The Benedictine monk, David Steindl-Rast, declares that gratitude…
“…is not a reaction to the present moment, because that would be something automatic.  But it is a chosen response.  It’s a real response to every moment.”1
The Buddha too, spoke of gratitude.  In his language, Pali, the word katannuta is often translated as gratitude.  Katannuta is a combination of two Pali words: kata meaning “that which has been done,” and annuta meaning “knowing or recognising.”  Katannuta, then, is a conscious recognition that something has been done for us.

Thus, for Steindl-Rast and the Buddha, gratitude embraces a sense of cognition, a deliberate mental focus.  It is this mental focus that moves us beyond the feeling of gratefulness towards gratitude.  Gratitude is, quite simply, a state-of-mind.  Being a state-of-mind means that gratitude can be cultivated; it can be enhanced, developed and nourished.

What is it that we know or recognise that leads to gratitude?  We fully understand, know and recognise the truth of interconnectedness and the complexity of life.

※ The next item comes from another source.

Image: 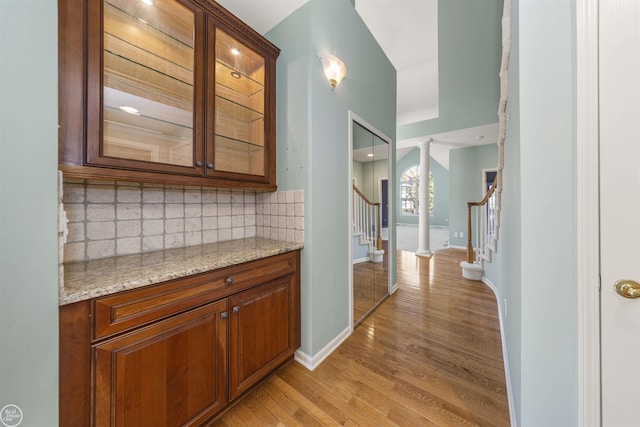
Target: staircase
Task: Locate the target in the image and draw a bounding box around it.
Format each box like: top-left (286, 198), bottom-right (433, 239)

Think of this blog that you are reading right now.  The components of the computer, tablet or smart phone that you are reading it on have been manufactured by workers in other parts of the world whom you have never met.  The materials they used were dug from the earth or manufactured by other workers elsewhere.  The components, and the final product, have been transported by truck or train drivers, perhaps by bicycle.  The final product was then sold to you by a shop assistant in a store.  All of these people are able to do their job because others tilled the soil and planted crops to feed them.  The crops themselves are dependent upon the nutrients and microbes in the soil, by the sunshine and the rainfall.  That’s just a start: think of the power that enables your device to be turned on so that you can read this.  Think of those who taught you to read; your parents who brought you into this world, and transported you to school so that you could learn to read.

Yes, it is a complex world and everything and everyone are interconnected.  That is the knowing and recognising behind gratitude.  It is also what is behind compassion – a close ally of gratitude.  When we know and recognise this great complexity and interconnectedness; and when we keep hold of that knowledge in our consciousness it is possible to maintain gratitude.

So, next time you become despondent about the lack of progress in social change, do as David Steindl-Rast suggests:
“The first thing is that we have to stop.”
Then, in that moment, lies the opportunity to mindfully apply gratitude.


1. David Steindl-Rast in interview with Krista Tippett, On Being – Anatomy of Gratitude, 21 January 2016.